In Fragen der Politik, Wirtschaft, Erziehung und Kultur, ja sogar in puncto der konstanten Expansion des Sozialstaats findet sich bei Klenner eine Unzahl sehr maßvoller Statements, die sogar von den schärfsten Kritikern des Sozialismus durchaus unterschrieben werden könnten. Wer aber dann erwartet, daiß Klenner die Konsequenzen daraus in seinem Maßnahmenkatalog zieht, der wird enttäuscht.

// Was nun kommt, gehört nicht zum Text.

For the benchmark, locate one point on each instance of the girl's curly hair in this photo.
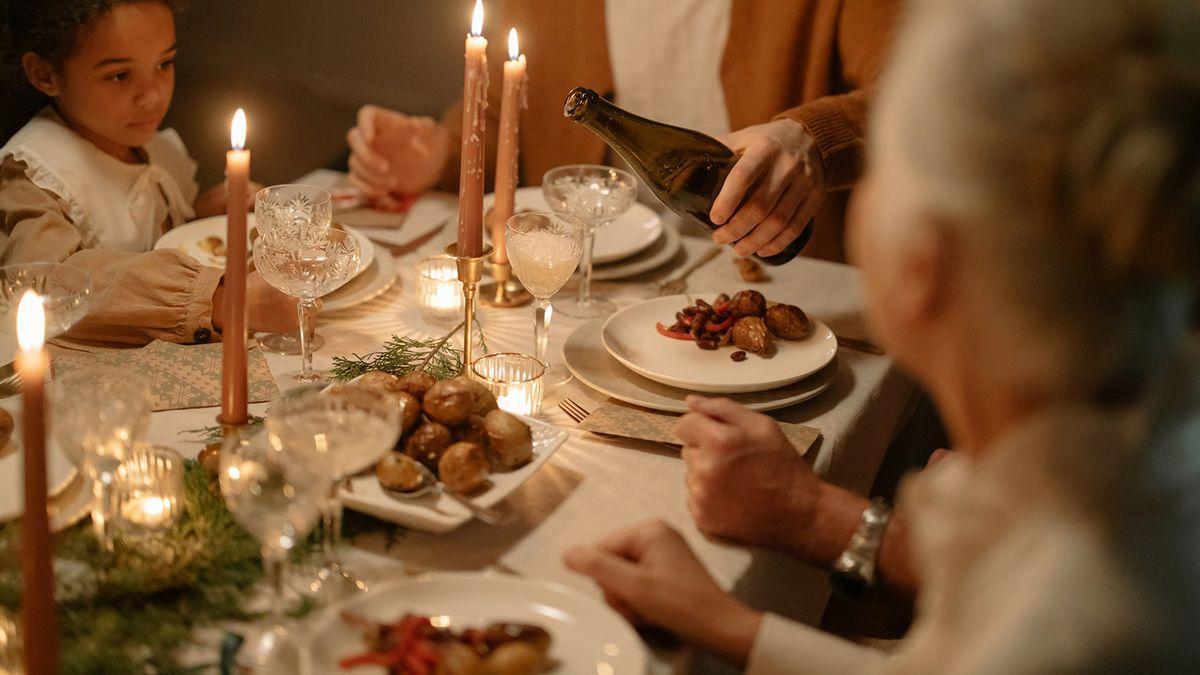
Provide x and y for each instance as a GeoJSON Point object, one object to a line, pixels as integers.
{"type": "Point", "coordinates": [52, 30]}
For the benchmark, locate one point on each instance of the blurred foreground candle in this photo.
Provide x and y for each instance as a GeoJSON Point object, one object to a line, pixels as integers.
{"type": "Point", "coordinates": [474, 132]}
{"type": "Point", "coordinates": [233, 333]}
{"type": "Point", "coordinates": [516, 380]}
{"type": "Point", "coordinates": [439, 292]}
{"type": "Point", "coordinates": [511, 102]}
{"type": "Point", "coordinates": [36, 547]}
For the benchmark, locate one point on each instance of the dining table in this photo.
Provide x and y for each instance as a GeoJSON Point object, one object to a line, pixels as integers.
{"type": "Point", "coordinates": [595, 484]}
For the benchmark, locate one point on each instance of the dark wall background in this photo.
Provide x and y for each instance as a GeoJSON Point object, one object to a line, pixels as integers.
{"type": "Point", "coordinates": [303, 67]}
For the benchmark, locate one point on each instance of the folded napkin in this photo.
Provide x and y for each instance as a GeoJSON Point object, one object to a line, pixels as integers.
{"type": "Point", "coordinates": [628, 422]}
{"type": "Point", "coordinates": [179, 376]}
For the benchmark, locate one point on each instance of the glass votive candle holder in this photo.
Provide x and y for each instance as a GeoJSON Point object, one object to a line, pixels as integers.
{"type": "Point", "coordinates": [517, 381]}
{"type": "Point", "coordinates": [439, 292]}
{"type": "Point", "coordinates": [149, 490]}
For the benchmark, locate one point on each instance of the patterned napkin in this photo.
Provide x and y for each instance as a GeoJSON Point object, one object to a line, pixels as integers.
{"type": "Point", "coordinates": [179, 376]}
{"type": "Point", "coordinates": [628, 422]}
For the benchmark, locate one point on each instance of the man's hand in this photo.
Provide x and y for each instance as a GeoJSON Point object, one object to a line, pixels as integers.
{"type": "Point", "coordinates": [745, 482]}
{"type": "Point", "coordinates": [393, 154]}
{"type": "Point", "coordinates": [771, 193]}
{"type": "Point", "coordinates": [651, 575]}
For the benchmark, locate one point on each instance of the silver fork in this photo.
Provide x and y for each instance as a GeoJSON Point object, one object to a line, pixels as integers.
{"type": "Point", "coordinates": [679, 284]}
{"type": "Point", "coordinates": [573, 410]}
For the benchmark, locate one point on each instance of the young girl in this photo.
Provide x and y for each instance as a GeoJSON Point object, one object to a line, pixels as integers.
{"type": "Point", "coordinates": [89, 180]}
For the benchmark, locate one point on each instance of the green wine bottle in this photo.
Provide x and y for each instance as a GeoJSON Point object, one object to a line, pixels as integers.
{"type": "Point", "coordinates": [684, 168]}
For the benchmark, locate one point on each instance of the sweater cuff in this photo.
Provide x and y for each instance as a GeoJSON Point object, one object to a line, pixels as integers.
{"type": "Point", "coordinates": [839, 144]}
{"type": "Point", "coordinates": [785, 647]}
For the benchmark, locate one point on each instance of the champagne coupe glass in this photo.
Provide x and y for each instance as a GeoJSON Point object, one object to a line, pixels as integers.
{"type": "Point", "coordinates": [274, 493]}
{"type": "Point", "coordinates": [291, 205]}
{"type": "Point", "coordinates": [96, 419]}
{"type": "Point", "coordinates": [348, 430]}
{"type": "Point", "coordinates": [598, 196]}
{"type": "Point", "coordinates": [306, 263]}
{"type": "Point", "coordinates": [545, 249]}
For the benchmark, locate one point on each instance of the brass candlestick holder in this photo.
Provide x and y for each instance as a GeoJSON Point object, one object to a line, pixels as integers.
{"type": "Point", "coordinates": [471, 270]}
{"type": "Point", "coordinates": [504, 291]}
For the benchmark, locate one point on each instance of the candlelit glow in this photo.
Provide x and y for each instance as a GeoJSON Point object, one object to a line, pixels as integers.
{"type": "Point", "coordinates": [477, 19]}
{"type": "Point", "coordinates": [238, 130]}
{"type": "Point", "coordinates": [30, 322]}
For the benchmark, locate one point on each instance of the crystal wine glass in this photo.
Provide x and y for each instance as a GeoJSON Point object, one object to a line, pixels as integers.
{"type": "Point", "coordinates": [306, 263]}
{"type": "Point", "coordinates": [96, 419]}
{"type": "Point", "coordinates": [545, 249]}
{"type": "Point", "coordinates": [598, 196]}
{"type": "Point", "coordinates": [274, 493]}
{"type": "Point", "coordinates": [292, 205]}
{"type": "Point", "coordinates": [348, 430]}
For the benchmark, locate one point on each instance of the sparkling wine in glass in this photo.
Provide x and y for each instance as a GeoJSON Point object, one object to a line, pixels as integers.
{"type": "Point", "coordinates": [275, 494]}
{"type": "Point", "coordinates": [597, 195]}
{"type": "Point", "coordinates": [346, 430]}
{"type": "Point", "coordinates": [545, 250]}
{"type": "Point", "coordinates": [306, 263]}
{"type": "Point", "coordinates": [294, 205]}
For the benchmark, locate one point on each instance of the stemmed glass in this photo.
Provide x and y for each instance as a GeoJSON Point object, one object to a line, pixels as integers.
{"type": "Point", "coordinates": [598, 196]}
{"type": "Point", "coordinates": [96, 419]}
{"type": "Point", "coordinates": [306, 263]}
{"type": "Point", "coordinates": [292, 205]}
{"type": "Point", "coordinates": [545, 249]}
{"type": "Point", "coordinates": [347, 429]}
{"type": "Point", "coordinates": [274, 493]}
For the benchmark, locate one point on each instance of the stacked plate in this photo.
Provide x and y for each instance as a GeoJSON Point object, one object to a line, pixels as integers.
{"type": "Point", "coordinates": [625, 357]}
{"type": "Point", "coordinates": [204, 240]}
{"type": "Point", "coordinates": [636, 243]}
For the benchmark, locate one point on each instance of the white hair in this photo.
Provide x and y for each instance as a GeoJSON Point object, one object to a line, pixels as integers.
{"type": "Point", "coordinates": [1063, 139]}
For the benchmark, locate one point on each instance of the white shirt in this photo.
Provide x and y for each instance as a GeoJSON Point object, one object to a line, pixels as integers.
{"type": "Point", "coordinates": [666, 60]}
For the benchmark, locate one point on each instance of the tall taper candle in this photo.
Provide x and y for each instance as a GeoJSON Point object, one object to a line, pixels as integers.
{"type": "Point", "coordinates": [474, 133]}
{"type": "Point", "coordinates": [511, 102]}
{"type": "Point", "coordinates": [36, 545]}
{"type": "Point", "coordinates": [233, 333]}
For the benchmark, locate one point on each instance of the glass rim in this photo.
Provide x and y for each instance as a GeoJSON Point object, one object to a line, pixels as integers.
{"type": "Point", "coordinates": [541, 366]}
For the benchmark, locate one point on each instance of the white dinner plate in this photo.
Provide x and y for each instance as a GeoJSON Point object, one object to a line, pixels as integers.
{"type": "Point", "coordinates": [589, 362]}
{"type": "Point", "coordinates": [586, 634]}
{"type": "Point", "coordinates": [187, 238]}
{"type": "Point", "coordinates": [657, 255]}
{"type": "Point", "coordinates": [433, 513]}
{"type": "Point", "coordinates": [635, 230]}
{"type": "Point", "coordinates": [630, 336]}
{"type": "Point", "coordinates": [366, 286]}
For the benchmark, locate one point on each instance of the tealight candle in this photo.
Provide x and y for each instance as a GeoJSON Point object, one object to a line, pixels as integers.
{"type": "Point", "coordinates": [439, 292]}
{"type": "Point", "coordinates": [516, 380]}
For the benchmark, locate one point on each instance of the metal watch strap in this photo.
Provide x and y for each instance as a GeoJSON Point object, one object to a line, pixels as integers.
{"type": "Point", "coordinates": [853, 572]}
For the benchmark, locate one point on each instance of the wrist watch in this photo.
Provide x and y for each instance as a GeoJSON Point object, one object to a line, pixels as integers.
{"type": "Point", "coordinates": [853, 572]}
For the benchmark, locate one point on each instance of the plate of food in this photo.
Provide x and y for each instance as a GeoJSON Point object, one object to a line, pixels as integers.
{"type": "Point", "coordinates": [619, 239]}
{"type": "Point", "coordinates": [453, 432]}
{"type": "Point", "coordinates": [719, 344]}
{"type": "Point", "coordinates": [460, 623]}
{"type": "Point", "coordinates": [205, 240]}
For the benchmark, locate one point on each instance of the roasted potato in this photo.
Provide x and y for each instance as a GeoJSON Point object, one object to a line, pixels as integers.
{"type": "Point", "coordinates": [427, 443]}
{"type": "Point", "coordinates": [509, 440]}
{"type": "Point", "coordinates": [450, 401]}
{"type": "Point", "coordinates": [789, 322]}
{"type": "Point", "coordinates": [463, 467]}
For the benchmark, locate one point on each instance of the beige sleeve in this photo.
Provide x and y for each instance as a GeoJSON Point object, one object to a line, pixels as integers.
{"type": "Point", "coordinates": [783, 647]}
{"type": "Point", "coordinates": [136, 298]}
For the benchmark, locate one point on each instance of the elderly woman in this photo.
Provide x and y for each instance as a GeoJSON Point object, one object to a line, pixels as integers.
{"type": "Point", "coordinates": [1030, 242]}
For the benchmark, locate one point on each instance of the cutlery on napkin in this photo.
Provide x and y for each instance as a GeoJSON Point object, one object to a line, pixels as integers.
{"type": "Point", "coordinates": [179, 376]}
{"type": "Point", "coordinates": [629, 422]}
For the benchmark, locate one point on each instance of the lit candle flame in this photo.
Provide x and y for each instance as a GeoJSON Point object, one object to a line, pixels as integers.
{"type": "Point", "coordinates": [30, 322]}
{"type": "Point", "coordinates": [238, 130]}
{"type": "Point", "coordinates": [477, 19]}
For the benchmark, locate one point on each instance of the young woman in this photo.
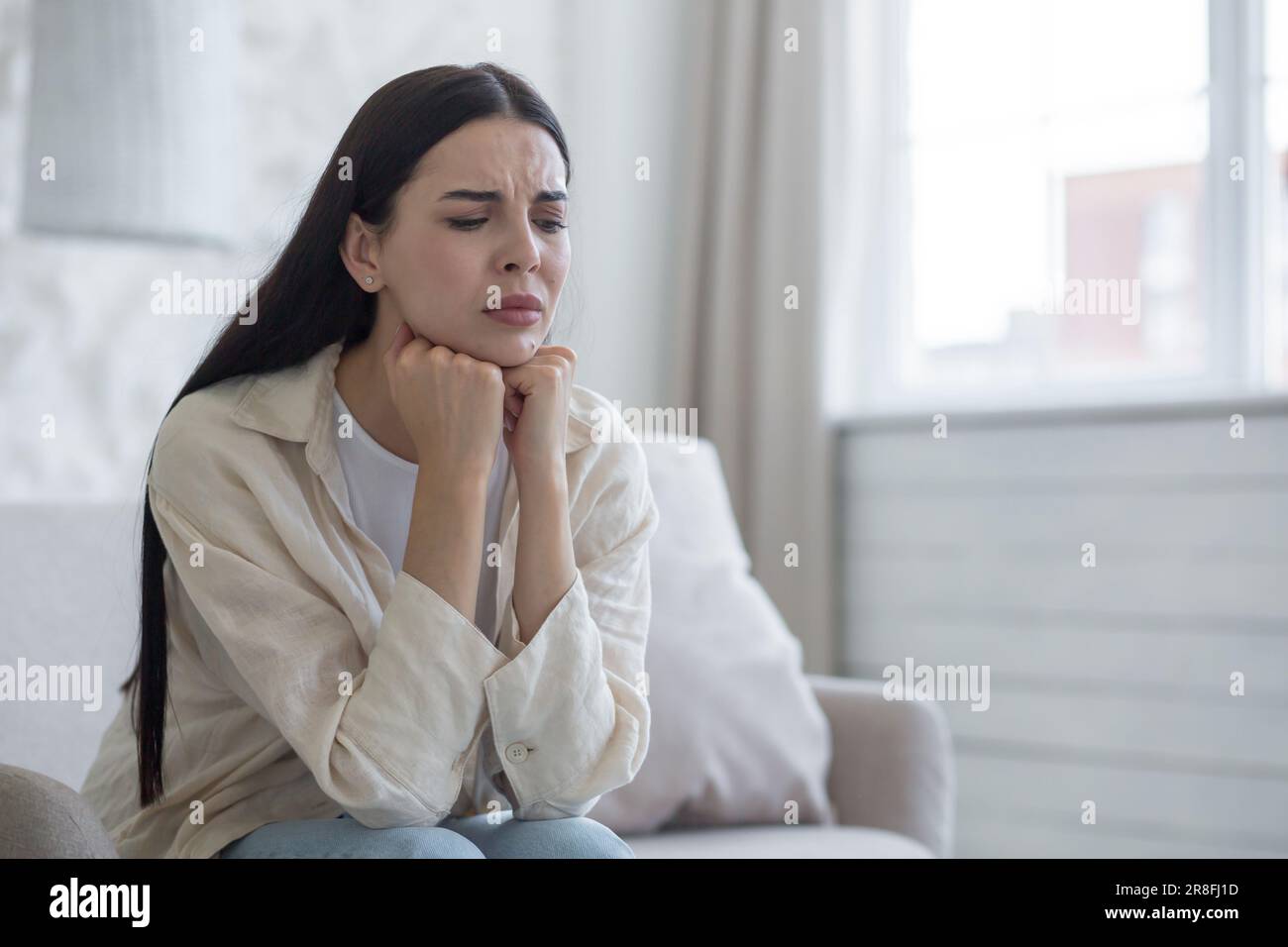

Sicherlich, auch in seiner neuesten Schrift distanziert sich Klenner von radikalen Prozeduren, kanzelt die Scharfmacher der eigenen Partei gehörig ab, aber er gibt die marxistischen Zielsetzungen letzten Endes keineswegs preis, er möchte sie nur mit subtileren, weniger provokatorischen Mathoden erreichen. Er weiß sich in dieser Beziehung in Übereinstimmung mit Kreisky, der in einer Diskussion mit Günther Kenning erklärt hat:

„Denn es gibt eine erschütternde Erfahrung, wenn man sehr progressive Reformen anpeilt, und man stellt sie zur Diskussion - auch nach ganz guter Vorbereitung: Dann ist es halt leider so, daß das Bewußtsein der Menschen so deformiert ist, daß man nur mit großer Mühe Mehrheiten bekommt”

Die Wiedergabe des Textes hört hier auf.